View Single Post
  #13   Report Post  
Posted to rec.audio.pro
Mike Rivers[_2_] Mike Rivers[_2_] is offline
external usenet poster
 
Posts: 2,190
Default Oversampling converters vs. high SRs

On 2/9/2019 4:06 AM, Don Pearce wrote:
nickbatz wrote:

what is the argument for storing audio files post-converter at anything over 44.1/48 if the filtering is being done way above the audible spectrum anyway?

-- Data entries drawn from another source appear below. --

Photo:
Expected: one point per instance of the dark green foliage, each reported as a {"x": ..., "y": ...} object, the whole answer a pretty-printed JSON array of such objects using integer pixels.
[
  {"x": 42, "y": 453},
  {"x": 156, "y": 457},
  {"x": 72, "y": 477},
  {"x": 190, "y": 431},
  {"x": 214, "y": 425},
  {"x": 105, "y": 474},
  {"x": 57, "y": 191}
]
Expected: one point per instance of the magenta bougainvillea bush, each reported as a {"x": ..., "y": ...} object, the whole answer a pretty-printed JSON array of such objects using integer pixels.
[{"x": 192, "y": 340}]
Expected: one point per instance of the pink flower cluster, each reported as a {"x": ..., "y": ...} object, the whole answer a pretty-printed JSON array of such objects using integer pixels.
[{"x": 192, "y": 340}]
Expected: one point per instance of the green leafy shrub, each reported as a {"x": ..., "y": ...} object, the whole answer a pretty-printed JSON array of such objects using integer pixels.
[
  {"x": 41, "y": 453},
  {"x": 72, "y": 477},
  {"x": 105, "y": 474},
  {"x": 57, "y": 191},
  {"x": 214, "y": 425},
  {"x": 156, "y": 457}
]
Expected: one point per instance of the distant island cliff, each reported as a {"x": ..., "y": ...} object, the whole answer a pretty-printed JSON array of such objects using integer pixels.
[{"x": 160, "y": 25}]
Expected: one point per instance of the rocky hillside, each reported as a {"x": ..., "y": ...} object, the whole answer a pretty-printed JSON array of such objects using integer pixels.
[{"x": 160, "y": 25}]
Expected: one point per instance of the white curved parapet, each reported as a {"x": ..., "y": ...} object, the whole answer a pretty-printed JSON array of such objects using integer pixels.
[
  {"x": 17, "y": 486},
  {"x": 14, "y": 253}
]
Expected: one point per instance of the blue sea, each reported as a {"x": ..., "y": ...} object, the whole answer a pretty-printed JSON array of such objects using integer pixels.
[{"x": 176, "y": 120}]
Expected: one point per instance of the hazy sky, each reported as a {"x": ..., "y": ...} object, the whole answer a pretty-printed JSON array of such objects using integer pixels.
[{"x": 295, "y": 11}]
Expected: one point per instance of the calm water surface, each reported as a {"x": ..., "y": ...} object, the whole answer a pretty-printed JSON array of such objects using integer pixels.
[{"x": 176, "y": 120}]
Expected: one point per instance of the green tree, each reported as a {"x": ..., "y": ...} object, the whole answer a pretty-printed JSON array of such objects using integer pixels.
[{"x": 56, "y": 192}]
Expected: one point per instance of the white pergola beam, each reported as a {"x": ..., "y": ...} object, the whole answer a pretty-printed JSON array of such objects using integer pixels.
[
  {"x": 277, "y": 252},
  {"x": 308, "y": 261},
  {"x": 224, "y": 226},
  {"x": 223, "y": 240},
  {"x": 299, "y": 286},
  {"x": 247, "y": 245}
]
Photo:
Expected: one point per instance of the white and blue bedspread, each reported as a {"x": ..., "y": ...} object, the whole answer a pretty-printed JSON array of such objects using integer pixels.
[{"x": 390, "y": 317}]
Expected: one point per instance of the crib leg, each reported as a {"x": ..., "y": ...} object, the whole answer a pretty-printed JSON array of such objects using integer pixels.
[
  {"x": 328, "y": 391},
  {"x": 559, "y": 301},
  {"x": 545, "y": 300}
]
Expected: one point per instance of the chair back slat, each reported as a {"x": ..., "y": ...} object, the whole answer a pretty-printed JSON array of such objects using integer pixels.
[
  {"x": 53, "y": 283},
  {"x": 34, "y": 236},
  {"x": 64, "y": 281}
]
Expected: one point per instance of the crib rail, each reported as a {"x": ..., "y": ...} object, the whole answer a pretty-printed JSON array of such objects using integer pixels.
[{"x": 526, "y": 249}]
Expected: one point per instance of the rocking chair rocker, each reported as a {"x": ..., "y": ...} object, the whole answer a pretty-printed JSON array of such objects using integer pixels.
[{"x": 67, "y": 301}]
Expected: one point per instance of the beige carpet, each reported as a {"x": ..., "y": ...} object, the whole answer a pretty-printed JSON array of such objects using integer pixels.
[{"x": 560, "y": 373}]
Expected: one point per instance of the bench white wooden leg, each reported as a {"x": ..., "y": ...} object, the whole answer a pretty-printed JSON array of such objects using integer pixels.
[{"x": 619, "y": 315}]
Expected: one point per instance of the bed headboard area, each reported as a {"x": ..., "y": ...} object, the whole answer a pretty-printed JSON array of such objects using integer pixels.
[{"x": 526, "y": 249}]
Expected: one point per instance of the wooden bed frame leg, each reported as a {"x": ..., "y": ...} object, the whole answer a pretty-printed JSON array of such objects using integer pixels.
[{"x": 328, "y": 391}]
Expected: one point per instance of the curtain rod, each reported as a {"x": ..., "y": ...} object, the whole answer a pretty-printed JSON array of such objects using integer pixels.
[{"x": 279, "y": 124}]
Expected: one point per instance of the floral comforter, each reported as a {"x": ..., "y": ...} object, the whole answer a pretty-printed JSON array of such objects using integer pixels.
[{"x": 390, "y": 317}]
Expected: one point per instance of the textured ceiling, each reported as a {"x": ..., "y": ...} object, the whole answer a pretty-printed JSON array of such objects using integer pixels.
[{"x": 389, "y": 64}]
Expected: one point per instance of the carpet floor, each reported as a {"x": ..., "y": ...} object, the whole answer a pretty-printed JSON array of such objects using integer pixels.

OK, now I get you. Very little point at all, unless you are doing
something other than reproduce sound. The response of even the best
microphones will go horribly peaky above 20kHz, and it is as well to
get rid of it. All that extra spectrum can possibly do is waste power,
and possibly cause intermodulation distortion down into the actual
audible range.


Ages ago, it seems, a sample company came up with 96 kHz and 192 kHz
sample sets for their pipe organs. Nick probably remembers them. I asked
why, and the reply wasn't absurdly silly. They sample individual pipes.
There are mics that can indeed capture sound above 20 kHz fairly
accurately. What they're sampling has overtones higher than 20 kHz. They
don't travel very far, but they can interact with other overtones and
fundamentals. Call it IM distortion (it is) but that's the way the
instrument works.

When they play back the samples, they have to reproduce those ultrasonic
frequencies, and they do (they sold complete electronic organ systems).
At the time, they needed a rack of about 8 computers to build an organ
playback system. I suspect that after selling two or three systems, they
went out of business or changed their business. But it was an
interesting concept from back in the day when samples were something you
used to make beats, before they were called beats.